Op 4 november 2024 heeft [verzoekster] haar beroepschrift aangevuld.
2.3
De rechtbank heeft bij brief van 14 november 2024 de korpschef verzocht de in die brief genoemde stukken in te dienen. De korpschef heeft de bedoelde stukken bij brief van 10 december 2024 aan de rechtbank toegezonden.
2.4
De rechtbank heeft bij brief van 16 december 2024 aan [verzoekster] een aantal stukken doorgestuurd die zij van de korpschef heeft ontvangen. In die brief vermeldt de rechtbank verder aan [verzoekster]:

De korpschef heeft daarnaast ook stukken ingediend met een verzoek om toepassing van artikel 8:29 van de Algemene wet bestuursrecht.

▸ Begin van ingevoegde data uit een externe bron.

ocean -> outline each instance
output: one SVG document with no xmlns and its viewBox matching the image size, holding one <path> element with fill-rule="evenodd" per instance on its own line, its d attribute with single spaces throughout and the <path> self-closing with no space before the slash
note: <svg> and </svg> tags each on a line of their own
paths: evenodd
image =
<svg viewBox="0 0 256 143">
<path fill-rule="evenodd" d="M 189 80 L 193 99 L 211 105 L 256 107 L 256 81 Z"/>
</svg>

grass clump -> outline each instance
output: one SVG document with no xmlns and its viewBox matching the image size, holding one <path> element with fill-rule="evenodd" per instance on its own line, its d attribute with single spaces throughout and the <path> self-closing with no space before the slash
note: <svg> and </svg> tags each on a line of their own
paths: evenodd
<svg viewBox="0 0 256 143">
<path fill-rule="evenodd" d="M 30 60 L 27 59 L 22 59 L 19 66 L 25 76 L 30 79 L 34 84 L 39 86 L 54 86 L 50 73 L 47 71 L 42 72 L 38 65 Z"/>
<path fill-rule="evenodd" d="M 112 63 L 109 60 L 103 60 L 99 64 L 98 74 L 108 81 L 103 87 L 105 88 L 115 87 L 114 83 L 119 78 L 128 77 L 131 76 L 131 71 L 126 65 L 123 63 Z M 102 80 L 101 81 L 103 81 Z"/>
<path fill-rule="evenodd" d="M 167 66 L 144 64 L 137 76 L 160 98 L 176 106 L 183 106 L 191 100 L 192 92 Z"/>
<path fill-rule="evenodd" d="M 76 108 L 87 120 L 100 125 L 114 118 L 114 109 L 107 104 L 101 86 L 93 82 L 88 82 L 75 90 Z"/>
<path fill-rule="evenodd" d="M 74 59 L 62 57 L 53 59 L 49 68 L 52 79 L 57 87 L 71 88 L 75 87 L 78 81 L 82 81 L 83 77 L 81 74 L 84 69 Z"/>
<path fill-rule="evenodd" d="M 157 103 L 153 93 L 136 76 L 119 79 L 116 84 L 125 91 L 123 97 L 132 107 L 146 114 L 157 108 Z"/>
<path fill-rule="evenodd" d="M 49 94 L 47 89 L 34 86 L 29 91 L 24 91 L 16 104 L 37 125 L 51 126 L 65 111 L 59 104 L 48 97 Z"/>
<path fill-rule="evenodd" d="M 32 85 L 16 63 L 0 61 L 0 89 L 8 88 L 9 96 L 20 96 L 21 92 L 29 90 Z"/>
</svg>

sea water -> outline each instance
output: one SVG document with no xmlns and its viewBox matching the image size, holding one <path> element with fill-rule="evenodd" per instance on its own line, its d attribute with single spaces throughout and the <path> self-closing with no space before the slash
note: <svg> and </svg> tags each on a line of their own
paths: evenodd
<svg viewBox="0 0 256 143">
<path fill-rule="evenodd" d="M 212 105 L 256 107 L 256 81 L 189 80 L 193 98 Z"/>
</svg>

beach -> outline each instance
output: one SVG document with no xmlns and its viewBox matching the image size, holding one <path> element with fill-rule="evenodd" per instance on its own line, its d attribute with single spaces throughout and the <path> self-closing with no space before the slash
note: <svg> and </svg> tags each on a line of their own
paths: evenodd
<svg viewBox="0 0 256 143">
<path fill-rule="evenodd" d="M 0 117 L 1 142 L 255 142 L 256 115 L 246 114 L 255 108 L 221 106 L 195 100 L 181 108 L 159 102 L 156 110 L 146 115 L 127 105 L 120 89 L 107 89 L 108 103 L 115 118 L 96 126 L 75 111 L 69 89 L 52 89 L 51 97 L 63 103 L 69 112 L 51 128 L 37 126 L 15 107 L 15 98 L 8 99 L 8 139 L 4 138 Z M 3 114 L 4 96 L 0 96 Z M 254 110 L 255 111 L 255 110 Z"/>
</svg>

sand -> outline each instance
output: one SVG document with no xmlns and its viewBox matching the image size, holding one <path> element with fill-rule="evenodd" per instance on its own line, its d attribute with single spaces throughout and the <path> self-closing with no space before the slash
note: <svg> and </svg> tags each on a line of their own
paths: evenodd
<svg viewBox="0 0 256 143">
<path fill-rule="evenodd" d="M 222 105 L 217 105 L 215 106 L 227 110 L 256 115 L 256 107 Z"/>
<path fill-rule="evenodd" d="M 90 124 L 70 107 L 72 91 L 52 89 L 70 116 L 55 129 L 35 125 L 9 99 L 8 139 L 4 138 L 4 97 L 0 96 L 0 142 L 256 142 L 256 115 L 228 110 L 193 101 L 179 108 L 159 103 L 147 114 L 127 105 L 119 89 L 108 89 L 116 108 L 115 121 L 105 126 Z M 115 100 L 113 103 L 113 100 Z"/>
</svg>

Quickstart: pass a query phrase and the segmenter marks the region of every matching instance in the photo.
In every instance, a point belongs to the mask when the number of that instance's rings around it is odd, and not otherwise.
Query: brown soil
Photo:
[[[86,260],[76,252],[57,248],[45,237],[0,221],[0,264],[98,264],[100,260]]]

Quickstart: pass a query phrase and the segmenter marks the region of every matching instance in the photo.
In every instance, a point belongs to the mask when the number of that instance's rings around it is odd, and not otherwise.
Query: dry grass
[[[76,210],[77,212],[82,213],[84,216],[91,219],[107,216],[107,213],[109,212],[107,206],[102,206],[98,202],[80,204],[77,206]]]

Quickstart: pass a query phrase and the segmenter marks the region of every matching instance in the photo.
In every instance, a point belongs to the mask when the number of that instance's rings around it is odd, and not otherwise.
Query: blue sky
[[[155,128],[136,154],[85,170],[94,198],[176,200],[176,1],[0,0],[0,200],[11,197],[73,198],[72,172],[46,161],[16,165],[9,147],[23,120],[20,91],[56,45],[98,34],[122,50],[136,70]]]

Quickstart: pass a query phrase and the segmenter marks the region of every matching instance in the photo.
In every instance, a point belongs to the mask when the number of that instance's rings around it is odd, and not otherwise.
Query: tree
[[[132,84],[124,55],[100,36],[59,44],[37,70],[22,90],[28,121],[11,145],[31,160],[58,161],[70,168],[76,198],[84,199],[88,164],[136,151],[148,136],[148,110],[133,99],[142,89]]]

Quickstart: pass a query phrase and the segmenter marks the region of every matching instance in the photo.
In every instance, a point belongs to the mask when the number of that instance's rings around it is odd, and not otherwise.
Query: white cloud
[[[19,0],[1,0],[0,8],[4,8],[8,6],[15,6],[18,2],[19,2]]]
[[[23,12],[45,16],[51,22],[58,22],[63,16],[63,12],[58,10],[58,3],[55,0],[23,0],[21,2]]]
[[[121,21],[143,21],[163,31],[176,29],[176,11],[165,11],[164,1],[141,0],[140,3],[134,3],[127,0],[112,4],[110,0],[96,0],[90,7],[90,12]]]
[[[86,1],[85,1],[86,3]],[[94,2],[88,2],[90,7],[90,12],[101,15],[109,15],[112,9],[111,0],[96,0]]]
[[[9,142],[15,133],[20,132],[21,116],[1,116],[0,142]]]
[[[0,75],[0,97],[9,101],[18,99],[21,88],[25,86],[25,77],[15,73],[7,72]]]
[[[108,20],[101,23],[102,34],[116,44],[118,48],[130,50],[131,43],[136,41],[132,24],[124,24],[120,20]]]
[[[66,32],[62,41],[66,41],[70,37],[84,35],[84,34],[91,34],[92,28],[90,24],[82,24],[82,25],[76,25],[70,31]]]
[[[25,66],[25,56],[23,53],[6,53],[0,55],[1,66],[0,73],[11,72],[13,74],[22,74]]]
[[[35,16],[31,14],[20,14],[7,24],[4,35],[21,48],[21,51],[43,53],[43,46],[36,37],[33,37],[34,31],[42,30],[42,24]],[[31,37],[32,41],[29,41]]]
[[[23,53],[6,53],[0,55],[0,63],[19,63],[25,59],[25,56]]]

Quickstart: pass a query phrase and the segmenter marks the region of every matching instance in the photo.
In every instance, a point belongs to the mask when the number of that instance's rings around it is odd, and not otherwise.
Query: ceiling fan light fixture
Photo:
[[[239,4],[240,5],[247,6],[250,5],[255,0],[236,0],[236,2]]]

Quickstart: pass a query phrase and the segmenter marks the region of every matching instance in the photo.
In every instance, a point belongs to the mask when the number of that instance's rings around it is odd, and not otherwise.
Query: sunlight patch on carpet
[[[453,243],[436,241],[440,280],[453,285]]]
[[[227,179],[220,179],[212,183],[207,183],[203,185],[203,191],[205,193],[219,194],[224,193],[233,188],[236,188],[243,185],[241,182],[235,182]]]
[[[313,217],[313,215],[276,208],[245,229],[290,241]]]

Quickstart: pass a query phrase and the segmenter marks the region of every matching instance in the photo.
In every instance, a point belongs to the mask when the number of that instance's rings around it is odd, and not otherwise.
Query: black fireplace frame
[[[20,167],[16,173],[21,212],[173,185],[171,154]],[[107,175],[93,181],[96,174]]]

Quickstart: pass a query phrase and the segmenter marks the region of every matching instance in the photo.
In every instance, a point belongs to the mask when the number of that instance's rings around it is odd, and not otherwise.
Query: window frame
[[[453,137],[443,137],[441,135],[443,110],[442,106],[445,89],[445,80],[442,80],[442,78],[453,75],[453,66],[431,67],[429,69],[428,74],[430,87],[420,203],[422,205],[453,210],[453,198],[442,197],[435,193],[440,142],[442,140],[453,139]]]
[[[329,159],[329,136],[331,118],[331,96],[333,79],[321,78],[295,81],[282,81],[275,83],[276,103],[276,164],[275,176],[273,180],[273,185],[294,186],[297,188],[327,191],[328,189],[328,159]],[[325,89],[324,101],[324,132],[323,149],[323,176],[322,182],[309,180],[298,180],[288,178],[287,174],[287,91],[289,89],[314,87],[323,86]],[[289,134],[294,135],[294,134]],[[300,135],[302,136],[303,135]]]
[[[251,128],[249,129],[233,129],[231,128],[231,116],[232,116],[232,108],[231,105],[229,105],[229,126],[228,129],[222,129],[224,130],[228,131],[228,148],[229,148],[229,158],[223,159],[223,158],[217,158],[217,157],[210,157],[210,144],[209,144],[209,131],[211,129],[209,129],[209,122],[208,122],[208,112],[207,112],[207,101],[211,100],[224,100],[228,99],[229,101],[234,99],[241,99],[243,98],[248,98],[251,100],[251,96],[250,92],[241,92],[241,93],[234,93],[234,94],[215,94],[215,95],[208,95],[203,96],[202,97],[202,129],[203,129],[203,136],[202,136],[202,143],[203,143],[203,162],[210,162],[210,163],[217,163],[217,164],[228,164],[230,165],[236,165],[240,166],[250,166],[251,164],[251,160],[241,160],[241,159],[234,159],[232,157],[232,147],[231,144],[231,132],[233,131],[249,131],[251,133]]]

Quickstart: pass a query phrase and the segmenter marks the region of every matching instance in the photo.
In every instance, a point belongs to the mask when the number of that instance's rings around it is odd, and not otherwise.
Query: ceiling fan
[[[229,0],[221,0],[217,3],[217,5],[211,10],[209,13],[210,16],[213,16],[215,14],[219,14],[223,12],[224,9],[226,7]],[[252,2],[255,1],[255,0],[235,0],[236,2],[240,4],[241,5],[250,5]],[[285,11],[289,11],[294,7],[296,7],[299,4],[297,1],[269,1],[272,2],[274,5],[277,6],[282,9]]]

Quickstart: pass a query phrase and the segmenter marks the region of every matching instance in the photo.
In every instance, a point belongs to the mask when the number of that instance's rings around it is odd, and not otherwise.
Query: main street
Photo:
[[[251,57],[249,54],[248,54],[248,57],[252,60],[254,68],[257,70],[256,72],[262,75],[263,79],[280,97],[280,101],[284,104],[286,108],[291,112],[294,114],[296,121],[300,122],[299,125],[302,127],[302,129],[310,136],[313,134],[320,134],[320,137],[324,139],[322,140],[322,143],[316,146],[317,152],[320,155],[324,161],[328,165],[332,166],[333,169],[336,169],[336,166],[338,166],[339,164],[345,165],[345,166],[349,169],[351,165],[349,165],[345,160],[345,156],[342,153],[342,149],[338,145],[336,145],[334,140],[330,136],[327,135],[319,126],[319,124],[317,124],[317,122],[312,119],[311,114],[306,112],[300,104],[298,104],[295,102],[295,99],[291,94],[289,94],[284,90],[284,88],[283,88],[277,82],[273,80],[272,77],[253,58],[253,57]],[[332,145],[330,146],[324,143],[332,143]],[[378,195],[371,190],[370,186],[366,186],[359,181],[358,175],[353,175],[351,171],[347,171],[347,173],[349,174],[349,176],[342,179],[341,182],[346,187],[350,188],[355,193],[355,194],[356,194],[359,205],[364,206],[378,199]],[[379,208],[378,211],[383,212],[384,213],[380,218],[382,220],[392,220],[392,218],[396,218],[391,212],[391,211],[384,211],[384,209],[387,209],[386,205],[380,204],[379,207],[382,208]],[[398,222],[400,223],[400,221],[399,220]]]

Dat wil zeggen dat deze stukken volgens de korpschef niet aan u mogen worden toegestuurd. Het gaat daarbij om de stukken waarin u inzage heeft gekregen, maar ook om de stukken met de gegevens, die de korpschef niet (volledig) aan u ter inzage heeft gegeven.
De rechtbank kan de stukken met de gegevens die u niet kent alleen bij de beoordeling van het beroep betrekken als u daarvoor toestemming verleent. Ik wijs u erop dat het ook in uw nadeel kan zijn als de rechtbank deze stukken niet mag gebruiken bij haar beoordeling.
Ik verzoek ubinnen twee wekenna de datum van verzending van deze brief aan mij te berichten of u de rechtbank wel of geen toestemming geeft om de stukken die u niet kent, te gebruiken bij de beoordeling van uw beroep.
2.5.
Op 23 december 2024 heeft [verzoekster] het wrakingsverzoek ingediend. Zij voert daarbij het volgende aan:

Uit uw brief d.d. 16 november jl.(de wrakingskamer begrijpt: 16 december jl.)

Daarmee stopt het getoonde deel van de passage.